Questa nuova chiave di lettura è in parte suffragata da un curioso gioco di rimandi che restituisce però interessanti suggestioni: se, come si è detto, in Apocalypse Now convergono diverse influenze, a partire dal capolavoro di Conrad fino ad arrivare alle poesie di Eliot passando per il libro della Weston, è altrettanto vero che ognuna di queste opere ha subito a sua volta l’influenza del Ramo d’oro, facendo del film di Coppola una sorta di sintetico compendio delle eredità culturali che l’opera di Frazer ha lasciato nel corso del Novecento. Conrad lesse infatti il Ramo d’oro (pubblicato per la prima volta nel 1890, cioè nove anni prima della pubblicazione di Heart of Darkness) e rimase colpito dalle pagine in cui Frazer espone l’assassinio rituale del Chitomé, il re-pontefice del Congo che viene assassinato da colui che è destinato a succedergli; Conrad, inoltre, conobbe personalmente il pupillo di Frazer, Bronisław Malinowski: i due, entrambi polacchi naturalizzati britannici, erano accomunati da particolari affinità intellettuali che hanno fatto sì che l’antropologo James Clifford proponesse l’accostamento tra questi due “narratori dell’altro”[8]. Per quanto riguarda la ricezione dell’opera di Frazer da parte di Eliot e della Weston, l’influenza è ancor più esplicita: nel suo The Waste Land, Eliot paga pegno a From Ritual to Romance della Weston e questa, a sua volta, riconosce il suo debito verso l’antropologo scozzese: «Io mi dichiaro una seguace impenitente della fondamentale teoria di J. G. Frazer e, come ho detto prima, ritengo che quella teoria abbia un’importanza di gran lunga superiore e di portata alquanto più vasta di quanto si sia potuto finora immaginare»[9]. L’influenza frazeriana subita da Eliot, poi, non fu innescata unicamente dallo studio della Weston, ma da una lettura attenta e diretta de Il ramo d’oro[10]: «Nel febbraio del 1924 Thomas S. Eliot scriveva: “Frazer ha esteso la coscienza della mente umana fin dentro un oscuro e remoto abisso di tempo, mai esplorato prima”»[11].

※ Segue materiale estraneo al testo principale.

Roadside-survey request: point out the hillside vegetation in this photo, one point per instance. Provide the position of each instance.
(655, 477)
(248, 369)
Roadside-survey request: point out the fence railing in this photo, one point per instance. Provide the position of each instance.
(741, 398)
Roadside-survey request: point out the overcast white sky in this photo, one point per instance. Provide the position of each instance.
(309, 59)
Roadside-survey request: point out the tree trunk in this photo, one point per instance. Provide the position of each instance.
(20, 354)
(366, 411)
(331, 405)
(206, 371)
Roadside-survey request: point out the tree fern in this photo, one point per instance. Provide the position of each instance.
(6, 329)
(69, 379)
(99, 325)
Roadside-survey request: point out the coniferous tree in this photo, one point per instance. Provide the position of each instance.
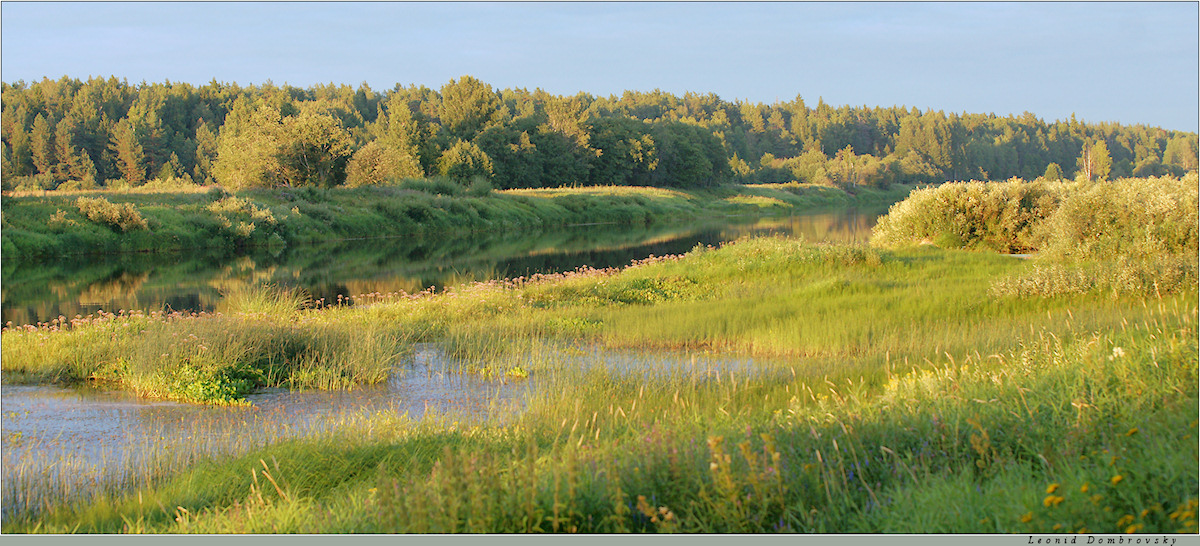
(465, 161)
(127, 150)
(42, 145)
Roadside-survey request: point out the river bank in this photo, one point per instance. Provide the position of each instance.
(45, 227)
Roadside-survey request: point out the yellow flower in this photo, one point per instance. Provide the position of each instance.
(1051, 501)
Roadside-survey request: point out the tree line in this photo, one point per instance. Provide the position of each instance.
(109, 133)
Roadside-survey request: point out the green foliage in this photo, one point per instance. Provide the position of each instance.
(262, 136)
(376, 163)
(465, 161)
(917, 390)
(1133, 217)
(124, 217)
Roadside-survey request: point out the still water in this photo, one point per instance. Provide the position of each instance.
(34, 293)
(54, 433)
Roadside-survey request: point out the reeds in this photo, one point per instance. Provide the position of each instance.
(900, 389)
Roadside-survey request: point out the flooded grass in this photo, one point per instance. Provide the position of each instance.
(845, 390)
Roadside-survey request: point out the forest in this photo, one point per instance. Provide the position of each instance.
(77, 135)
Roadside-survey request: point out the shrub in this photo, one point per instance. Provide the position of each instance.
(124, 217)
(437, 185)
(1134, 217)
(1000, 216)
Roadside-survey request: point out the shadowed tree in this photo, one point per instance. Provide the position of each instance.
(468, 106)
(465, 161)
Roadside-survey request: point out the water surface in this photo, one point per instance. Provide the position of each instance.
(195, 281)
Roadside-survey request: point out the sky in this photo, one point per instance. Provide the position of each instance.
(1129, 63)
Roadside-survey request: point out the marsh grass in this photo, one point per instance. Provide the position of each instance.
(49, 225)
(900, 396)
(999, 437)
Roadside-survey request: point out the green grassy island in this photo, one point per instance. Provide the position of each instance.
(925, 383)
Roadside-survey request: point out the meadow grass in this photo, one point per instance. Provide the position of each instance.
(894, 391)
(54, 225)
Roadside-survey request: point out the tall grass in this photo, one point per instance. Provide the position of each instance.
(1063, 432)
(264, 339)
(1065, 220)
(893, 394)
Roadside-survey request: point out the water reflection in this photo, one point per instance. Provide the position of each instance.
(195, 281)
(106, 431)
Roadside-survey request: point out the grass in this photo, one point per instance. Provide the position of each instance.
(54, 225)
(893, 391)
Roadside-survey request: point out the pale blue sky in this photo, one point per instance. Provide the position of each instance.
(1133, 63)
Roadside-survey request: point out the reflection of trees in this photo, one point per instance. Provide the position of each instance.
(34, 293)
(113, 289)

A questo punto, Apocalypse Now pare prefigurarsi come una complessa melodia polifonica, in cui le voci dei rimandi si rincorrono con armonia e di cui il Ramo d’oro costituisce il leitmotiv.
La presenza dell’impronta del filosofo e indagatore del mito Frazer nella pellicola di Coppola può avere alcune spiegazioni: da una parte, un’interessante suggestione proviene dal filosofo francese Jean Baudrillard quando sostenne che, in un periodo storico violento e attuale (come poteva essere quello successivo alle due guerre mondiali e gli anni della guerra fredda), «il mito irrompe nel cinema come contenuto immaginario […]. Il mito, scacciato, dal reale, dalla violenza della storia trova rifugio nel cinema»[12]. Quest’ipotesi, nella misura in cui afferma che negli anni Settanta il cinema forniva un terreno fertile per rappresentare il modello mitico, da sola non basta; tale prospettiva ha però il merito di interpretare il mito non come un arcaico relitto, un’inattuale e ingenua eredità dell’uomo primitivo ma come uno spirito vivo, che si agita nei recessi dell’uomo e che si incunea nella modernità. A questa suggestione si deve pertanto aggiungere il particolare interesse di Coppola verso la filosofia (in particolar modo il pensiero di Bergson e la sua concezione del tempo) e verso il mito, le sue narrazioni e le sue rappresentazioni: a conferma dell’interpretazione di un film come un legittimo modo di fare filosofia[13], una delle ultime fatiche del regista statunitense, Youth Without Youth, è tratta dall’omonimo libro del filosofo e mitografo Mircea Eliade. In questa prospettiva, accostarsi a Eliade significa entrare in contatto con quella morfologia del sacro e con le “ierofanie” a cui lo studioso rumeno dedicò molti dei suoi studi: come accaduto con il Ramo d’oro in Apocalypse Now, ancora una volta Coppola si volge con ispirazione al mondo archetipico.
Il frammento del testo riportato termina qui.